As seen from mid-northern latitudes – the U.S., Canada, Europe, for example – the moon and the planet Jupiter pop out in the south to southwestern sky at dusk on on April 7. From the tropical regions of the Northern Hemisphere, the moon and Jupiter hang high overhead. In the Southern Hemisphere, the moon and Jupiter appear in the northern sky.
As dusk turns into darkness, three bright stars join up with the moon and Jupiter in the starry sky. The stars Castor and Pollux of the constellation Gemini the Twins. They appear to the north of the moon. Meanwhile, the star Procyon of the constellation Canis Minor the Lesser Dog shines to the south of the moon.

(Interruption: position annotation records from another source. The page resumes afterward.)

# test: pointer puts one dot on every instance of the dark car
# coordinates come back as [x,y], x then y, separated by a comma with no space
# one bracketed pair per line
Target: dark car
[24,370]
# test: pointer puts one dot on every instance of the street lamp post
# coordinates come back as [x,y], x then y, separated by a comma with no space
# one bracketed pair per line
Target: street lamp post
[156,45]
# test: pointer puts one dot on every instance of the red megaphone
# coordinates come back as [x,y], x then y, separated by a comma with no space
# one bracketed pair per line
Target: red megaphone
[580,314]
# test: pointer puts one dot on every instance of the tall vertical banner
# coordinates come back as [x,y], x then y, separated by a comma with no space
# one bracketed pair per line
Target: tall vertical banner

For northerly latitudes, that means you’ll see Castor and Pollux above the moon as darkness falls, and you’ll see Procyon below the moon.
By the way, don’t forget to turn eastward in the evening toward a bright red “star” – really the planet Mars. Earth will pass between Mars and the sun on April 8, 2014, placing the planet closer to Earth and brighter in our sky than it has been for six years.
From southerly latitudes, on the other hand, you’ll see the star Procyon above the moon, and the Gemini stars, Castor and Pollux, below it. Seek for the moon, Jupiter and these stars at nightfall or early evening, or when they’re still high in the sky.
Bottom line: From around the world on April 7, 2014, the moon and Jupiter come out first after sunset, followed by Procyon to the south of the moon, and Castor and Pollux to the north of the moon.